An #ParisAttacks hatte man bei der Tagungsplanung ja noch gar nicht denken können. Kommen die Terrorschläge vom 13. November dennoch ins Spiel?

Wir werden auch darüber diskutieren und diskutieren müssen – das fängt an bei der öffentlichen Debatte, ob mit den Flüchtlingen auch Terroristen einreisen könnten und geht weiter mit der Frage nach Bedeutung und Stellenwert von Integration. Wir werden mit dem international besetzten Podium nach der Integrationsfähigkeit und –bereitschaft von Kirche und Kirchengemeinden fragen. Damit geht es auch darum, wie wir leben wollen im Europa des 21. Jahrhunderts, das ein Teil einer globalisierten Welt ist und sich nicht – das haben wir gesehen – abschotten kann gegen die, die zum Opfer von Krieg und Elend und Katastrophenwerden und einer Welt- und Wirtschaftspolitik, an der wir beteiligt sind.
Dass Europa und solche schon symbolhaften Orte wie Paris zu Zielen von Terroranschlägen werden, ist furchtbar und birgt natürlich eine neue Angst, die zu manchen anderen noch dazukommt. Umso dringlicher ist zu fragen, wie Europa sich zukünftig ausrichtet und sich versteht. Dazu können wir als europäische Kirchen gemeinsam und in den jeweiligen Ländern eine Menge tun und, auch wenn das manchmal mühsam sein mag, dafür müssen wir miteinander lernen, was es bedeutet, heute Kirche zu sein.

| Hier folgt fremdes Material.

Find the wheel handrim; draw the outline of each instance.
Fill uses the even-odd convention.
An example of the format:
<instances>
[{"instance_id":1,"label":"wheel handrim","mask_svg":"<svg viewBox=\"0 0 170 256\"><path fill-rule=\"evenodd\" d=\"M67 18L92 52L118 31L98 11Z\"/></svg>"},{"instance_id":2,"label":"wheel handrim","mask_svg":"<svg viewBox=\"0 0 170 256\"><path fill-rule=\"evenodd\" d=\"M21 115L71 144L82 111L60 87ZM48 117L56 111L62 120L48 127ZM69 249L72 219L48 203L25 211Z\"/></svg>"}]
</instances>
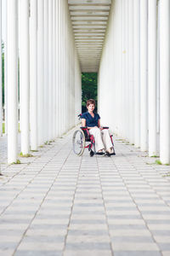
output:
<instances>
[{"instance_id":1,"label":"wheel handrim","mask_svg":"<svg viewBox=\"0 0 170 256\"><path fill-rule=\"evenodd\" d=\"M73 135L73 151L77 155L82 155L84 151L85 137L84 134L81 130L75 131Z\"/></svg>"}]
</instances>

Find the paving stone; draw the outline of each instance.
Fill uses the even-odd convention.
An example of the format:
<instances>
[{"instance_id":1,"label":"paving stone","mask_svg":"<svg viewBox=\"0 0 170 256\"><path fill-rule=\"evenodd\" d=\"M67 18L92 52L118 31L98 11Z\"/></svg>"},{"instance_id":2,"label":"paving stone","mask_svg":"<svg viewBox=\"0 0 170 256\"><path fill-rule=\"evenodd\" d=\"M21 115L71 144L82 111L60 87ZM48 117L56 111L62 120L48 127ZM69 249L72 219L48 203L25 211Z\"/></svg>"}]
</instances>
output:
<instances>
[{"instance_id":1,"label":"paving stone","mask_svg":"<svg viewBox=\"0 0 170 256\"><path fill-rule=\"evenodd\" d=\"M3 165L0 255L169 256L170 167L118 140L116 156L77 157L72 132Z\"/></svg>"}]
</instances>

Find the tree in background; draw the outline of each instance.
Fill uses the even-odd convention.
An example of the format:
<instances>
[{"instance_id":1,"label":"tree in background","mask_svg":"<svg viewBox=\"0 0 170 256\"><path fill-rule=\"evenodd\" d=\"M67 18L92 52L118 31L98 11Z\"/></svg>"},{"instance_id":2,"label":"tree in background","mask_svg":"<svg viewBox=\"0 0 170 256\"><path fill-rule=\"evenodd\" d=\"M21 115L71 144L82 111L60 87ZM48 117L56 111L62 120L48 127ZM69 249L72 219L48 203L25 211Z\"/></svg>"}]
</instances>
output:
<instances>
[{"instance_id":1,"label":"tree in background","mask_svg":"<svg viewBox=\"0 0 170 256\"><path fill-rule=\"evenodd\" d=\"M98 101L98 73L82 73L82 111L86 112L86 102L89 99Z\"/></svg>"}]
</instances>

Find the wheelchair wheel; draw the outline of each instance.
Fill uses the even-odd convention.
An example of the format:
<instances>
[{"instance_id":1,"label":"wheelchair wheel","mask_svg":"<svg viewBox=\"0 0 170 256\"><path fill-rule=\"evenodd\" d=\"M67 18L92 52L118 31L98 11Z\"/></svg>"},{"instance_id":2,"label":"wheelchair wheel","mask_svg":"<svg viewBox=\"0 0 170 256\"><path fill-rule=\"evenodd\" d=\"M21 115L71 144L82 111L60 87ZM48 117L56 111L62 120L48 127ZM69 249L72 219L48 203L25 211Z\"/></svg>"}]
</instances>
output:
<instances>
[{"instance_id":1,"label":"wheelchair wheel","mask_svg":"<svg viewBox=\"0 0 170 256\"><path fill-rule=\"evenodd\" d=\"M73 151L77 155L82 155L84 152L85 136L82 130L76 130L72 137Z\"/></svg>"}]
</instances>

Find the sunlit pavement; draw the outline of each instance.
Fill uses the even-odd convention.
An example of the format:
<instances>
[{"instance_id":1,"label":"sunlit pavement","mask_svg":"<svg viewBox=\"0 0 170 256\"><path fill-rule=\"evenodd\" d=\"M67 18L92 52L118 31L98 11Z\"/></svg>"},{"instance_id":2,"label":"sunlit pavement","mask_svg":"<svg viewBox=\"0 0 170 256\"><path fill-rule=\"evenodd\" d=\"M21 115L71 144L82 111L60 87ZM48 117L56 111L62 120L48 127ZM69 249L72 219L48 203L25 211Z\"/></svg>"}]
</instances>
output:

Der Abschlussvortrag von Prof. Klaas Huizing aus Würzburg trägt den Titel: „Selfie Europa – Über Fremdheit und Heimat“. Ich schätze, diese Themen werden uns langfristig und nachhaltig beschäftigen, ob wir wollen oder nicht.

Was versprichen Sie sich persönlich von der Tagung?

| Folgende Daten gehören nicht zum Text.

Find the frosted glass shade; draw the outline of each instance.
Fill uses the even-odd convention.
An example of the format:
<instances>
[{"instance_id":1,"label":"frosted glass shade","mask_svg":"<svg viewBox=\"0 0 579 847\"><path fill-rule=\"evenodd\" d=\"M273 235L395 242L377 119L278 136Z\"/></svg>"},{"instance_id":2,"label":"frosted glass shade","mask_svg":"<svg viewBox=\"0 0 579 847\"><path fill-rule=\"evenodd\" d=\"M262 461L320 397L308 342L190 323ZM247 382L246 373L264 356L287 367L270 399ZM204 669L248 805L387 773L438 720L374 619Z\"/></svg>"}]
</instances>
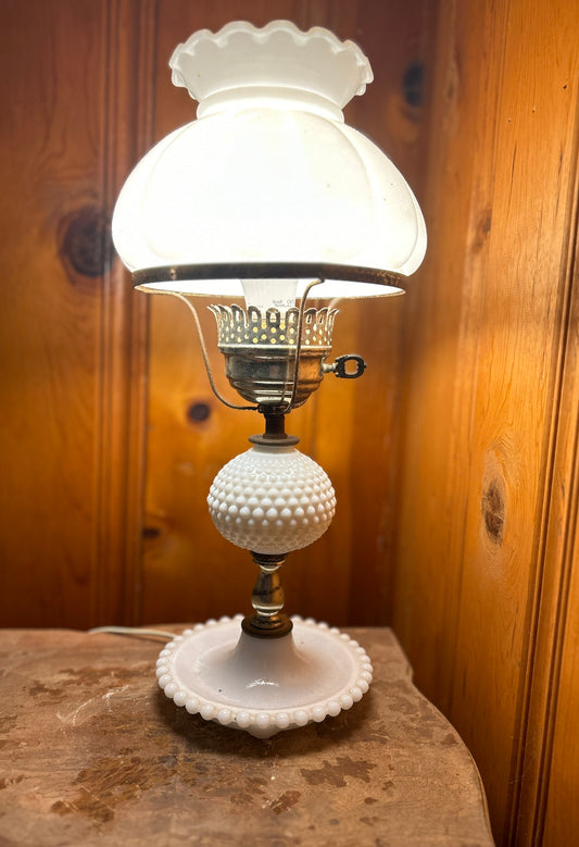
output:
<instances>
[{"instance_id":1,"label":"frosted glass shade","mask_svg":"<svg viewBox=\"0 0 579 847\"><path fill-rule=\"evenodd\" d=\"M416 199L343 121L373 78L360 48L318 27L237 22L192 35L171 66L198 119L153 147L118 198L113 238L137 284L238 296L239 277L291 277L300 294L322 276L335 284L316 297L355 297L391 294L390 275L416 270Z\"/></svg>"}]
</instances>

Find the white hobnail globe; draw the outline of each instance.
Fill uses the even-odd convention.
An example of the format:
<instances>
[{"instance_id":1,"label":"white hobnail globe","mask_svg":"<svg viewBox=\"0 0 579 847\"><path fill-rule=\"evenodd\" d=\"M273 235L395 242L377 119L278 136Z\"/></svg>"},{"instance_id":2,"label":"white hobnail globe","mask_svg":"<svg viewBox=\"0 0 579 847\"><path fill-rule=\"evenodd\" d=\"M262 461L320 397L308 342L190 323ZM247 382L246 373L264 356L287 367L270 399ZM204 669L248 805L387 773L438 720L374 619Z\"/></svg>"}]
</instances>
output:
<instances>
[{"instance_id":1,"label":"white hobnail globe","mask_svg":"<svg viewBox=\"0 0 579 847\"><path fill-rule=\"evenodd\" d=\"M288 553L326 532L336 495L309 456L293 447L255 446L222 468L207 505L227 540L253 552Z\"/></svg>"},{"instance_id":2,"label":"white hobnail globe","mask_svg":"<svg viewBox=\"0 0 579 847\"><path fill-rule=\"evenodd\" d=\"M416 199L385 153L343 122L342 107L372 82L356 45L287 21L263 29L236 22L196 33L171 65L173 82L200 100L198 120L153 147L121 192L113 237L131 271L249 262L416 270L426 249ZM238 279L150 287L241 294ZM337 279L315 296L392 290Z\"/></svg>"}]
</instances>

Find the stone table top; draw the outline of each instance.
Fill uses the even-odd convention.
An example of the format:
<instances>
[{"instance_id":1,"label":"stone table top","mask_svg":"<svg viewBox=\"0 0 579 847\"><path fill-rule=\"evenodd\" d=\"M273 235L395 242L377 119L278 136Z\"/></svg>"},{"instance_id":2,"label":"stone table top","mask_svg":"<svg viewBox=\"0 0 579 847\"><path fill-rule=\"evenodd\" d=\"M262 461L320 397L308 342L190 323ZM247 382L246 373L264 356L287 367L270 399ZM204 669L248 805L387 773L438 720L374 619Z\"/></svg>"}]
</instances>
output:
<instances>
[{"instance_id":1,"label":"stone table top","mask_svg":"<svg viewBox=\"0 0 579 847\"><path fill-rule=\"evenodd\" d=\"M260 740L167 699L159 639L0 630L0 844L492 845L473 759L393 633L348 633L369 693Z\"/></svg>"}]
</instances>

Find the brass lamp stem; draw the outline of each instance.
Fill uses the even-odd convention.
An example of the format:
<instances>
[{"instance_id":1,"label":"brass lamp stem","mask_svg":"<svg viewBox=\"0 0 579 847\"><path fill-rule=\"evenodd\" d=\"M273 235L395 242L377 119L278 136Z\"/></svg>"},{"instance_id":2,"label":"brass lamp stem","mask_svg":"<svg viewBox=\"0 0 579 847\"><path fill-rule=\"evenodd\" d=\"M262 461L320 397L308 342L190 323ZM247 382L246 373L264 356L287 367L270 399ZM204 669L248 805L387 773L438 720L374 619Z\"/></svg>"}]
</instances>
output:
<instances>
[{"instance_id":1,"label":"brass lamp stem","mask_svg":"<svg viewBox=\"0 0 579 847\"><path fill-rule=\"evenodd\" d=\"M254 613L241 622L243 632L256 638L279 638L292 630L292 622L281 612L285 597L278 570L286 555L251 553L260 575L251 595Z\"/></svg>"}]
</instances>

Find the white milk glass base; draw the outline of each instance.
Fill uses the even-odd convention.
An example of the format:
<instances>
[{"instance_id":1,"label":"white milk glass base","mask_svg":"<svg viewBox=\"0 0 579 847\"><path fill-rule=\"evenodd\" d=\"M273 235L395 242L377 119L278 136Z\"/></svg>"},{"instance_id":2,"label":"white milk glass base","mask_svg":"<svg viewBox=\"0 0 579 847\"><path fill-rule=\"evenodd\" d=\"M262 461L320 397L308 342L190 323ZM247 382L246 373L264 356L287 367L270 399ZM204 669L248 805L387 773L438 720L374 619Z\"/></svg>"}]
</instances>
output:
<instances>
[{"instance_id":1,"label":"white milk glass base","mask_svg":"<svg viewBox=\"0 0 579 847\"><path fill-rule=\"evenodd\" d=\"M351 709L372 683L364 648L325 623L292 621L268 639L241 632L241 615L186 630L160 653L159 685L190 714L256 738Z\"/></svg>"}]
</instances>

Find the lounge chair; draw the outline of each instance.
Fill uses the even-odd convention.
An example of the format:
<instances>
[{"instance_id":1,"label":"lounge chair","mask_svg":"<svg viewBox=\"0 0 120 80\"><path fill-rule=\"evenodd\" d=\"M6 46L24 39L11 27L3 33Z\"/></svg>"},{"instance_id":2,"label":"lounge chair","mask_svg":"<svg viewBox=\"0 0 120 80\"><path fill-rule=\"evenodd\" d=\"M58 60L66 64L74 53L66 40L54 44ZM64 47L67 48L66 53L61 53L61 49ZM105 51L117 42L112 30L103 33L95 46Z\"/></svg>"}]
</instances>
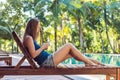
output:
<instances>
[{"instance_id":1,"label":"lounge chair","mask_svg":"<svg viewBox=\"0 0 120 80\"><path fill-rule=\"evenodd\" d=\"M12 65L12 57L7 52L0 50L0 61L5 61L7 65Z\"/></svg>"},{"instance_id":2,"label":"lounge chair","mask_svg":"<svg viewBox=\"0 0 120 80\"><path fill-rule=\"evenodd\" d=\"M75 75L75 74L105 74L106 80L110 80L110 77L114 77L115 80L120 80L120 68L119 67L107 67L107 66L90 66L85 67L81 65L64 65L53 67L37 67L36 63L32 59L29 52L25 49L21 40L17 36L16 32L12 32L12 35L24 54L23 58L16 66L0 67L0 75ZM24 60L27 59L30 66L21 66Z\"/></svg>"}]
</instances>

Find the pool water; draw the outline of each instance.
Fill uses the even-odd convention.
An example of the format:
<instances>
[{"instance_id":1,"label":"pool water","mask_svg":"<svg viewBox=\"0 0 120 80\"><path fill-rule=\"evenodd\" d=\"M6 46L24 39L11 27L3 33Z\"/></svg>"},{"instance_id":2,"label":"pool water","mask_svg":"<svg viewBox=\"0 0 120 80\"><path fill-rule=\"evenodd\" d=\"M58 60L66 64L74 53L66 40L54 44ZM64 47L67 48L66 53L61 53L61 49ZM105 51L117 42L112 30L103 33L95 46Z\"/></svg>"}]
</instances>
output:
<instances>
[{"instance_id":1,"label":"pool water","mask_svg":"<svg viewBox=\"0 0 120 80\"><path fill-rule=\"evenodd\" d=\"M118 54L92 54L86 53L85 56L88 58L97 60L103 64L110 64L113 66L120 66L120 55ZM77 61L74 58L65 60L63 63L67 64L84 64L83 62Z\"/></svg>"}]
</instances>

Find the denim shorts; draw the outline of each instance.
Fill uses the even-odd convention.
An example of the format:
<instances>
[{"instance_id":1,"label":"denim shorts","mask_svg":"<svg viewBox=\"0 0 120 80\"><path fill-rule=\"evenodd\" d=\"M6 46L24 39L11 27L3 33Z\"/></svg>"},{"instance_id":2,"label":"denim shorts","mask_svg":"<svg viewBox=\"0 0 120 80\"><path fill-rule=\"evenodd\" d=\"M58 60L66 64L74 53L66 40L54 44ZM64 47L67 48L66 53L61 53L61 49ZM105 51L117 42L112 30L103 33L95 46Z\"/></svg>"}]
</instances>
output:
<instances>
[{"instance_id":1,"label":"denim shorts","mask_svg":"<svg viewBox=\"0 0 120 80\"><path fill-rule=\"evenodd\" d=\"M55 67L53 61L53 55L48 56L48 58L40 65L41 67Z\"/></svg>"}]
</instances>

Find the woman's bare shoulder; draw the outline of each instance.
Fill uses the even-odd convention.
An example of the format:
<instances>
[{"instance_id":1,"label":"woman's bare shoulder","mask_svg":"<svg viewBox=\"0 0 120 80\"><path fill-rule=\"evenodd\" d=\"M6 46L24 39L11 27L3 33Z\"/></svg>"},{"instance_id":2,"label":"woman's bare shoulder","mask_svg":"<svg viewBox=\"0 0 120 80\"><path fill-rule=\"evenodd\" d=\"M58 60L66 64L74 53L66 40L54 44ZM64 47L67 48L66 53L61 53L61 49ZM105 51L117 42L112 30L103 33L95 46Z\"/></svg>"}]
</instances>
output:
<instances>
[{"instance_id":1,"label":"woman's bare shoulder","mask_svg":"<svg viewBox=\"0 0 120 80\"><path fill-rule=\"evenodd\" d=\"M31 41L33 41L32 37L27 35L27 36L25 36L23 43L26 45L26 44L30 43Z\"/></svg>"}]
</instances>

Einerseits tatsächlich noch mal einen anderen Aspekt, vielleicht für manche eine neue Seite von Reformierter Theologie zu entdecken bzw. stark zu machen. Wir fragen ja danach, ob wir – mit dem Erbe dieser Theologie Calvins – als Reformierte eine besondere Verpflichtung Migranten gegenüber haben.

Und wenn es uns gelingt, die Aktualität historischer Traditionen und Glaubenserfahrungen und einst geschehenem kirchlichem Handeln zu verdeutlichen, dann kann das für die Teilnehmer nicht einfach nur informativ und interessant werden – was ja auch schon was wäre – sondern vielleicht ja ein Bewusstwerden der eigenen Stärke. Wir sehen, wie vieles Kirche und Kirchengemeinden und ihre Mitglieder in der aktiven Hilfe für Flüchtlinge tun und zu tun bereit sind. Die Tagung will darüber hinaus dazu beitragen, sich in einem größeren, internationalen Kontext mit anderen, die an anderen Orten mit denselben Herausforderungen beschäftigt sind, auszutauschen, zu vernetzen; auch zu merken, was Kirche ausmacht und wofür sie steht. D.h. dass wir Menschen aus möglichst unterschiedlichen Arbeits- und Lebensbereichen in Emden zusammenbringen. Und natürlich freuen wir uns über Teilnehmer anderer Konfession oder Religion, die sich für das interessieren, was Reformierte gerade sehr beschäftigt.